Opinion
Gen. No. 41,729. (Abstract of Decision.)
Opinion filed November 10, 1941
INSURANCE, § 400 — insurer's right of subrogation as barred by re lease. Where automobile insured by plaintiff and defendant's cab were involved in collision resulting in personal injury to insured and property damage to automobile, insured employed plaintiff's attorney to make claim in his behalf against defendant, and plaintiff paid insured amount of property damage, and insured then brought suit, by this attorney, against defendant for personal injuries, which suit was settled by payment to insured who executed release to defendant of "all claims and causes of action," and settlement check was made jointly to insured and this attorney in final settlement of all claims, plaintiff could not be subrogated and recover amount of property damage from defendant, since notice to attorney who represented both insured and plaintiff was therefore notice to plaintiff, and defendant had no knowledge of claimed interest of plaintiff insurance company at time of settlement, release and settlement check thus operating to bar plaintiff's right of subrogation; and court's finding for plaintiff was against manifest weight of evidence, since there could be no doubt that parties, in settling personal injury action, understood that they were settling all claims involved.

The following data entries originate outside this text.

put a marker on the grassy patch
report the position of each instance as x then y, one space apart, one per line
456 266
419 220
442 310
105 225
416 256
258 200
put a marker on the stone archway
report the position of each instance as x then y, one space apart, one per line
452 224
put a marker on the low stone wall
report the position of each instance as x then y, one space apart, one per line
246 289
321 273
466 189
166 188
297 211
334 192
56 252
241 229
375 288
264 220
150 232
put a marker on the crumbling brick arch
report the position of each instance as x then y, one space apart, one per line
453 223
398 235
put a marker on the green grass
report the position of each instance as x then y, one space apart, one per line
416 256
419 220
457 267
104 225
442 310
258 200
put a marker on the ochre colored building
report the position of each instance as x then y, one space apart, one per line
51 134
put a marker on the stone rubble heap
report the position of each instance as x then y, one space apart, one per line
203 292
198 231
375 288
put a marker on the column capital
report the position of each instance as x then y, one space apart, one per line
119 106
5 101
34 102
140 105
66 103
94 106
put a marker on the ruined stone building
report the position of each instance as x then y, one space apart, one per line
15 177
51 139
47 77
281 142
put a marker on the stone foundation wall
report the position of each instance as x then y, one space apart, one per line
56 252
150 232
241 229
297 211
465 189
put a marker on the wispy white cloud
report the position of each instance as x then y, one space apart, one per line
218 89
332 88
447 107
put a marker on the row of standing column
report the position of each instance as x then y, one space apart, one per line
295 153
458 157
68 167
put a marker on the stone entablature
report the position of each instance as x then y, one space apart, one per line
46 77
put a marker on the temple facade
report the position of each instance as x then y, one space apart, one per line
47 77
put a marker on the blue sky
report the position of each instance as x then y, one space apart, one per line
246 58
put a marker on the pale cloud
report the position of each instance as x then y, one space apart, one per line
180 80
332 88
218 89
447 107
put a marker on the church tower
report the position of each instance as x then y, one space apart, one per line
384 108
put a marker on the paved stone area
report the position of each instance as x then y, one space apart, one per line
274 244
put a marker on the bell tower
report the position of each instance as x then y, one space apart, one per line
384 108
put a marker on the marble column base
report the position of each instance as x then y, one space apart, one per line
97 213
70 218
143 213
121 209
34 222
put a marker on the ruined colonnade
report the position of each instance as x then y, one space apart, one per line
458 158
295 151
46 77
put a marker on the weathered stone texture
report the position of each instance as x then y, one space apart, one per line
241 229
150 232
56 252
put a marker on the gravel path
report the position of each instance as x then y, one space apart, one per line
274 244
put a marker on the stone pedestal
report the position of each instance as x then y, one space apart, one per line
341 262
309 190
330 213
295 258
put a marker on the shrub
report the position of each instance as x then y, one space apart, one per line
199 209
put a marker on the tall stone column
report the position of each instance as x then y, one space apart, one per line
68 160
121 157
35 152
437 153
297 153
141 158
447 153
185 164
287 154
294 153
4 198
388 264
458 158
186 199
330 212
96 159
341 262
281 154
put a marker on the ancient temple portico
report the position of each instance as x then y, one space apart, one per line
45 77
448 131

See Callaghan's Illinois Digest, same topic and section number.
Appeal from the Municipal Court of Chicago; Hon. STEPHEN ADAMOWSKI, presiding.
Judgment reversed. Heard in first division, first district, this court at June term, 1941.
Benjamin Samuels, for appellant;
J.C. McKenzie, of counsel;
Lawrence S. Adler, for appellee.
"Not to be published in full." Opinion filed November 10, 1941.